This year, the Common Core State Standards—a central part of Hawaii’s Race to the Top plan—made their debut in all grades at this school as they did throughout the state. At Kanoelani Elementary, a 785-student school in Waipio on the island of Oahu, the common core is being integrated into a school that prides itself on a cohesive approach to learning across grade levels.
In kindergarten, Matthew Fujikawa recently read his pupils a story about a duck and some soup. He asked them to start wondering about the story. The children mused: Is the duck still wandering away? Did the duck get hurt?
In a neighboring class, Tracy Takazono asked her 1st graders about a storybook picture of two bats: “What is mama bat telling Stella Luna?”
And over in a 5th grade class, teacher Patty Kenny asked her students to fill in this blank: “On Black Friday, I dropped my packages when someone in the crowd__________me.” The students answered with “hit,” “shoved,” “pushed,” and “enforced.” (A discussion ensued about what word might not belong.)

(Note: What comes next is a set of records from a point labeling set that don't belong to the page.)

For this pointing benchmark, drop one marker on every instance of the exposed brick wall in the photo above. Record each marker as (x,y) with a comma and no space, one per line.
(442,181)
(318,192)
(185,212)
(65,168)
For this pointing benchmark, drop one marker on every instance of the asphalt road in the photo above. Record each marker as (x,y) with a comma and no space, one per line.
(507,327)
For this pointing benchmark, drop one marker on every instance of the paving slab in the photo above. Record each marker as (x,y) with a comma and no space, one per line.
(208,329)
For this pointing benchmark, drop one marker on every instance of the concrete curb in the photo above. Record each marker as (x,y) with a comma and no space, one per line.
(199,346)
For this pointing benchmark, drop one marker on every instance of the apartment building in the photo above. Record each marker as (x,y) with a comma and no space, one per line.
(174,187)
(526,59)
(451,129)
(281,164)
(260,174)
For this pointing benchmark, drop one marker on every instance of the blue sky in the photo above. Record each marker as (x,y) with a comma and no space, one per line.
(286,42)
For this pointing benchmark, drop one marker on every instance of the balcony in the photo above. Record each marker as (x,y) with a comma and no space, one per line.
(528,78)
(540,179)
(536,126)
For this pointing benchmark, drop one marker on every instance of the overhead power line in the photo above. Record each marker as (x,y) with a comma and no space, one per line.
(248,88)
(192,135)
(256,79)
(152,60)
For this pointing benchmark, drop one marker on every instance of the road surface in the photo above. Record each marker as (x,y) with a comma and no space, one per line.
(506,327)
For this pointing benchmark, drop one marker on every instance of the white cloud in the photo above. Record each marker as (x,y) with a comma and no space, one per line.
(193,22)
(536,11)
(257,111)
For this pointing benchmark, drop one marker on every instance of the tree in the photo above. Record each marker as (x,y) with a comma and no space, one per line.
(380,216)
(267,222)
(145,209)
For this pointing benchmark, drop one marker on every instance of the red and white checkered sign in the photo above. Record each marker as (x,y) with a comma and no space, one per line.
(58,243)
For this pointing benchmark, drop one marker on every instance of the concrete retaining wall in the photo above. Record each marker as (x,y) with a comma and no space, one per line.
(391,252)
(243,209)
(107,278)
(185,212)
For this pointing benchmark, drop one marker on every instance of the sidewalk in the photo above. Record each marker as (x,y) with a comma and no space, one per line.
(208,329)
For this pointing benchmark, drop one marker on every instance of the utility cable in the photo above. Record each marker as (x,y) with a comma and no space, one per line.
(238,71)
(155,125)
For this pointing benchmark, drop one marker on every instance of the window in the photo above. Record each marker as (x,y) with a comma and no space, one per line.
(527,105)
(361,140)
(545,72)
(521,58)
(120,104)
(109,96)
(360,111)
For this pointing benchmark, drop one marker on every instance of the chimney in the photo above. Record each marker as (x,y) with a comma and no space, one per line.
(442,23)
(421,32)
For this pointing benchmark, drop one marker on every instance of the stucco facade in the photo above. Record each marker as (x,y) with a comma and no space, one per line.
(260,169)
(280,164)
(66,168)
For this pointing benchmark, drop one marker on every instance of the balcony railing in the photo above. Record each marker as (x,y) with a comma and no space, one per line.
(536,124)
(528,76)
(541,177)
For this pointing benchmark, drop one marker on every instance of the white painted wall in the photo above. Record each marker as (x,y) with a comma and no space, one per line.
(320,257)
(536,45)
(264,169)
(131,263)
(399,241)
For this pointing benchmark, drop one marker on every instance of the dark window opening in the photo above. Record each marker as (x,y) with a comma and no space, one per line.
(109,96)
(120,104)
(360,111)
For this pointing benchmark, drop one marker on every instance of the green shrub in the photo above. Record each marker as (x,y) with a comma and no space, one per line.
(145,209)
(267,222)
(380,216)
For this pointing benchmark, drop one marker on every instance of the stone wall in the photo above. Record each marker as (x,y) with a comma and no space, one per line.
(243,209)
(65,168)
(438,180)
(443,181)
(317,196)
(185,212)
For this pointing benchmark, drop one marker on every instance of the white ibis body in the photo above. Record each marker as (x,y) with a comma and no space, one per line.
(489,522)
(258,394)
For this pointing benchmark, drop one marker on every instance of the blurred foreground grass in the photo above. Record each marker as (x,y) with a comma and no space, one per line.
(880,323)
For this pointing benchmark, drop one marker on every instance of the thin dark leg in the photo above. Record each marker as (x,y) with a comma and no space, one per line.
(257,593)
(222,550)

The common-core-aligned lesson, being taught at different grades by different teachers on the same day was the same: prediction and inference.
Such alignment allows teachers, even across grades, to come together during their professional-development planning time to talk strategy: what worked, what didn’t, and whether students learned. All told, teachers in this school and throughout Hawaii get two days of planning and collaboration time per year, plus 21 hours of professional development that can be delivered in one-hour chunks. And that’s not counting a teacher’s regular classroom “prep” time.
“Professional development around the common core is key,” said Principal Stacie Kunihisa.